For the farmer, the issue is simple: once the price is guaranteed by the Centre and the State government, why is he not being paid what is due to him by the sugar factories? Arrears to the tune of approximately Rs.1,800 crore are pending from 2013-14 for sugarcane cultivators in Karnataka. Add to this the unpaid dues for 2014-15, and the scale of this crisis can be understood.
Complaint with NHRCFarmers’ leaders like Kurubur Shanthakumar, president, State Sugarcane Growers Association of Karnataka, demand that certain recommendations of the C. Rangarajan Committee (2012), which advocated sharing of profits from the sale of sugar and the by-products of sugarcane processing, such as molasses, ethanol and power cogeneration, be implemented immediately. His second demand is that farmers’ loans be written off. “If the Central and State governments can extend soft credit to sugar factories to bail them out, it is only fair that they write off farmers’ loans,” he stated. The association has even lodged a complaint with the National Human Rights Commission seeking its intervention. This complaint has received vehement endorsement of farmers’ leaders from across the country, including sugarcane growing areas of Maharashtra and Tamil Nadu.

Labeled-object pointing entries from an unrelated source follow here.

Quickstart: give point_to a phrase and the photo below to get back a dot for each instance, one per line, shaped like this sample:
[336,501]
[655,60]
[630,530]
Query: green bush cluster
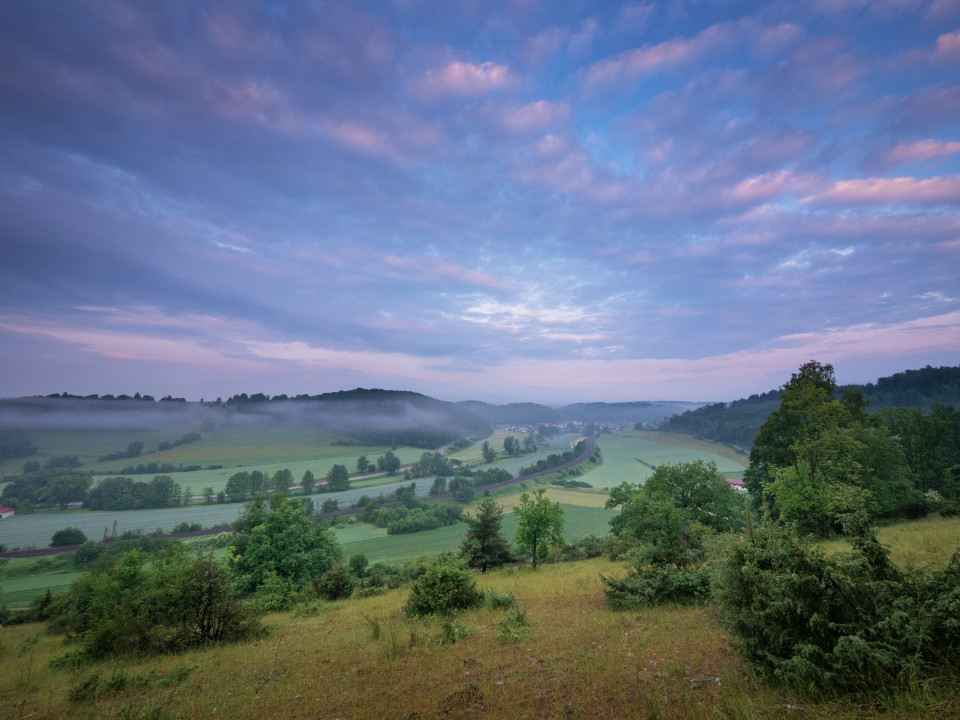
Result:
[446,586]
[136,607]
[845,623]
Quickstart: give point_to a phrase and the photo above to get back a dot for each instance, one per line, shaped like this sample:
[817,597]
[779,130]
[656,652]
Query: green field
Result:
[17,593]
[234,448]
[391,549]
[632,455]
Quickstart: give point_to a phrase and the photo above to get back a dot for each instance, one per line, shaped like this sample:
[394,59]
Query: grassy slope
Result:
[581,660]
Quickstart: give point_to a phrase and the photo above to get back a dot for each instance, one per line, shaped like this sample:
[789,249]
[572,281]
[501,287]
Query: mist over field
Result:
[371,415]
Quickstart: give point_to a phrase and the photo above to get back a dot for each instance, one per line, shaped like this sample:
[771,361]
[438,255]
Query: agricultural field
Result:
[632,456]
[472,454]
[35,530]
[235,448]
[380,547]
[18,593]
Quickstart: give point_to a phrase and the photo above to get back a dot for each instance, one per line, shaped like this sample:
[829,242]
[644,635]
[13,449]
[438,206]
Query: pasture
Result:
[631,456]
[362,658]
[392,549]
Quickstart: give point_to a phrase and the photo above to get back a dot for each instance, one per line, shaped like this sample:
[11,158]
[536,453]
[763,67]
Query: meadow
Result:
[363,658]
[632,456]
[395,549]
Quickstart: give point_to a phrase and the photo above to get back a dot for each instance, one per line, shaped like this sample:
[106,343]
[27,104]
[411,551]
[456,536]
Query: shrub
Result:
[498,601]
[451,631]
[336,583]
[845,623]
[648,585]
[133,607]
[514,627]
[444,588]
[68,536]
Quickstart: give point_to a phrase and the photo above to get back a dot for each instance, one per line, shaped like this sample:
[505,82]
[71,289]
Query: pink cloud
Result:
[915,151]
[767,186]
[650,59]
[430,269]
[948,46]
[890,191]
[534,115]
[463,79]
[137,345]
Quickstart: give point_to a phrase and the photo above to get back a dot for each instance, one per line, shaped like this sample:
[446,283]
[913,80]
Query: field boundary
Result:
[586,453]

Chapgaon’s family was paid Rs.2 lakh as compensation by the district administration apart from smaller assorted sums by various politicians, but it is obvious that this hardly makes up for the deep void that his death has caused. All his young daughter can say is that she misses her father. The complicated pricing policy of sugarcane does not make sense to the family. Bahu, particularly, seems affected. All he knows is that his father was not paid what was due to him from the sugarcane factory and has left him wondering whether he should attempt to grow sugarcane again. The sweet life that sugarcane once promised has turned sour for Chapgaon’s family and thousands of other sugarcane farmers in Karnataka.